Dün banyo yaptığım için tekrar uğraşmaya üşendim. En azından 'bari bir ilaç içeyim' düşüncesiyle mutfağa gidip biraz atıştırdım. Arıştırdım derken dört tost yemiş bulunmaktayım. İştahım yine yerinde (!) Buzdolabından ağrı kesici aldığım gibi ikiye böldüm. Tamı ağır gelirdi belki ama ikiye bölmekte zararlı mı ki?

Hızlı hızlı işleri hallettiğimde artık mutlu son. Yatakta kalkmayıp yatabildiğim kadar yatmak. Sonuçta gün benim. En azından bari yüzümü yıkasaydım. Siktir et. Bence direk yatağa bayılayım. Evet, evet en doğrusu.
Bu arada hiç dünü düşünmüyorum.

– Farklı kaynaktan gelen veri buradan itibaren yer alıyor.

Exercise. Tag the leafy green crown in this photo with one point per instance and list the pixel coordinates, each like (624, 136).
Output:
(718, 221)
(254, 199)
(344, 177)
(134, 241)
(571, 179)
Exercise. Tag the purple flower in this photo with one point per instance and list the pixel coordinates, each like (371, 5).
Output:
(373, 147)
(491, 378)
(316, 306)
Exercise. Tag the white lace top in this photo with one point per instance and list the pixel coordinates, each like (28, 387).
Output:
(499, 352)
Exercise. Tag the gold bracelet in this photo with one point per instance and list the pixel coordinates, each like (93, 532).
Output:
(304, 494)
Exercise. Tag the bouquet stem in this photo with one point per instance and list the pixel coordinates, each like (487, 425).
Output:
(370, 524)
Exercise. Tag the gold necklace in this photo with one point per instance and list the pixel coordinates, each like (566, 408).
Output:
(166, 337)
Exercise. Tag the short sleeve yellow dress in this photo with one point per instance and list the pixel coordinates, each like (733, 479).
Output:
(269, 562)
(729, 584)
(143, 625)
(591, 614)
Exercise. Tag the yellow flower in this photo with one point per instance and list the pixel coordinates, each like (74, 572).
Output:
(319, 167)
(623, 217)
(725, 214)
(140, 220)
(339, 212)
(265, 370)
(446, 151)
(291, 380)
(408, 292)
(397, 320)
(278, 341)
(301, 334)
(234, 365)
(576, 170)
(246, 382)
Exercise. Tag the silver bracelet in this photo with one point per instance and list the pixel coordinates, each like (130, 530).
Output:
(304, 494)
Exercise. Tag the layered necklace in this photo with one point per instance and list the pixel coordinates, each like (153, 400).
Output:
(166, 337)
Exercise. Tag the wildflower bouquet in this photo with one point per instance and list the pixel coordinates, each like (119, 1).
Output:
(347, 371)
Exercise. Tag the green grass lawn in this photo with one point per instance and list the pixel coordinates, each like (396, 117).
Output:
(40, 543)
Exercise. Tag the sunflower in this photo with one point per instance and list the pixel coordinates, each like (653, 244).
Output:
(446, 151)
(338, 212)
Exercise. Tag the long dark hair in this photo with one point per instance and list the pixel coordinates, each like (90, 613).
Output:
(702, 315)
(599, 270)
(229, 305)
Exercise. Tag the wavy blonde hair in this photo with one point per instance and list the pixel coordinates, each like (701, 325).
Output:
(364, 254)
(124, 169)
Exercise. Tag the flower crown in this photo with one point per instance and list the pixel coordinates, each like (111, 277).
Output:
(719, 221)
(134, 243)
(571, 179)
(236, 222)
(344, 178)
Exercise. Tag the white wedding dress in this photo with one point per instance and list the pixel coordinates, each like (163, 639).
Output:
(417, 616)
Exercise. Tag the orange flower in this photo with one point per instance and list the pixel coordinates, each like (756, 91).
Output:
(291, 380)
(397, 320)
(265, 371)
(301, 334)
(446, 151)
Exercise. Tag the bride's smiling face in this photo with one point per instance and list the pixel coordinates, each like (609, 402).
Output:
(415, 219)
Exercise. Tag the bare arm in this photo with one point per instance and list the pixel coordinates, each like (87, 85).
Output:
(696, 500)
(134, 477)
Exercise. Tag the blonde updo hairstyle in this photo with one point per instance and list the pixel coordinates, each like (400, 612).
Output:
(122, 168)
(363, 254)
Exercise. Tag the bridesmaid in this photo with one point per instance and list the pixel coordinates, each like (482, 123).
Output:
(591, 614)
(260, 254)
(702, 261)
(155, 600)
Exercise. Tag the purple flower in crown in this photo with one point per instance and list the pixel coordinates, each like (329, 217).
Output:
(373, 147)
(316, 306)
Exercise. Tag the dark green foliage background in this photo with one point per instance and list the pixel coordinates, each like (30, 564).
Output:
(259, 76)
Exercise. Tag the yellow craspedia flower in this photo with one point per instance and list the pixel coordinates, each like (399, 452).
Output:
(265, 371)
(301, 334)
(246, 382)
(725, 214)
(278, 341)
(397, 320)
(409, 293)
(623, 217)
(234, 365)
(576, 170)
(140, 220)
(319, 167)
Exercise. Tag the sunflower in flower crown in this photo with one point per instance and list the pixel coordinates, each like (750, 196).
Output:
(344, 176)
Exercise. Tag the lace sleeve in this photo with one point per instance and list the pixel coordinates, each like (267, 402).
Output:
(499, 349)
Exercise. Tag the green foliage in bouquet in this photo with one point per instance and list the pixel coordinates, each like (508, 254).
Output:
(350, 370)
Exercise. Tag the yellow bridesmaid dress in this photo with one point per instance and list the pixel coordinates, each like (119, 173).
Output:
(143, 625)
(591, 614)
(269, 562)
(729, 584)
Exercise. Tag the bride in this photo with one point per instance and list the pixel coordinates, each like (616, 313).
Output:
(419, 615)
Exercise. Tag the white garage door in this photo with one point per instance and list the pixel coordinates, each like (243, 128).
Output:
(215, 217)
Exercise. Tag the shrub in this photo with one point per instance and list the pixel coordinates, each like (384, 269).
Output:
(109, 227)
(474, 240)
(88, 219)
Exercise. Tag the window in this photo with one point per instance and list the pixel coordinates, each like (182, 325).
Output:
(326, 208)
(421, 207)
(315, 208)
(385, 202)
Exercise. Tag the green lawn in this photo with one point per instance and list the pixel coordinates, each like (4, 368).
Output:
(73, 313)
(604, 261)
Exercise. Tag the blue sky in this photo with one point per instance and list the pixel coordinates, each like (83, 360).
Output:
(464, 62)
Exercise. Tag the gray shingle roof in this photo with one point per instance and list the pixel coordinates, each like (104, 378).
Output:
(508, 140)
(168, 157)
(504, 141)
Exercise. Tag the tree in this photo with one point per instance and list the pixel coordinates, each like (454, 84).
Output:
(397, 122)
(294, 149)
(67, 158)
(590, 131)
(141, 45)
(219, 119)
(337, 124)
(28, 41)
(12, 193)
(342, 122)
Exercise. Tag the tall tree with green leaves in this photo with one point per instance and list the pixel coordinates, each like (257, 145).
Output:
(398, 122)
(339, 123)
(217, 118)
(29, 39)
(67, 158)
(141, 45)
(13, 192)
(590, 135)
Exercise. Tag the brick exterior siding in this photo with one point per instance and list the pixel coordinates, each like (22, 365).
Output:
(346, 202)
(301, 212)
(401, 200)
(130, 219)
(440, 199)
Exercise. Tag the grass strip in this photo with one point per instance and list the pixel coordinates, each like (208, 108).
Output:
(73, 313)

Sanki beynim dün olan her şeyi sıfırlamış gibi.

Ardı arkası kesilmeyen kapı sesleriyle gözlerimi açtım. Telaşla yorganı kenara atıp komidinin üstünden saata baktım. Saat daha öğlen dörttü. Bu saatte hangi münasebetsiz kapımı çalabilir? Hastalığın getirmiş olduğu sinir ve yorgunlukla odamdan çıkıp aşağıya yöneldim.

Kapıyı kırarcasına vurulan yumruklar yüzünden sinirle yarı yolda evi sarsacak şekilde bağırdım.

"O kapıyı g*tüne sokacağım!" dışından küfür etmeyen bir insanı bile çıldırtmıştı, kapıdaki her kimse.
Bağırmamın üzerine kesilen yumruk seslerini derin bir nefes vererek karşıladım. Hızlıca kapıyı açıp her kimse yüzüne tükürecektim.

"Ne var?" kapıyı açtığım gibi gözlerim kocaman açıldı. Size ne kadar rezil bir insan olduğumu söylemiş miydim?

"Demek kapıyı g*tüme sokacaksın?" İfadesiz bir şekilde bana bakan bir Bieber ve arkasında Elsa. Onlar birlikte mi gelmişlerdi? Gözlerimi ikisinde gezdirdim. Yolda sohbette etmişlerdir.

Düşüncemi daha fazla ilerletmeden dün yaşananlar film şeridi gibi gözümden geçti. Kızgın olan ben bir anda ifadesiz ve bezmiş bir insana döndüm, üzgün ya da yıkılmış. Ne yüzle birde buraya gelebiliyorlardı.

"Evet." diyerek cevap verdim, beni zerre umursamayan çocuğa.

"Eleanor telefonlarımı neden açmıyorsun?" Bu sefer konuşan Elsa'ydı. Sesi üzgün gibi çıkıyordu ama ben ondan daha üzgündüm. Dün ben gittikten sonra belki Justin Elsa'ya üzülmemesi için sarılmıştır. Benim varlığımı unutup birlikte içmeyede gitmiş olabilirler. Birbirlerinin telefon numaralarınıda almışlardır.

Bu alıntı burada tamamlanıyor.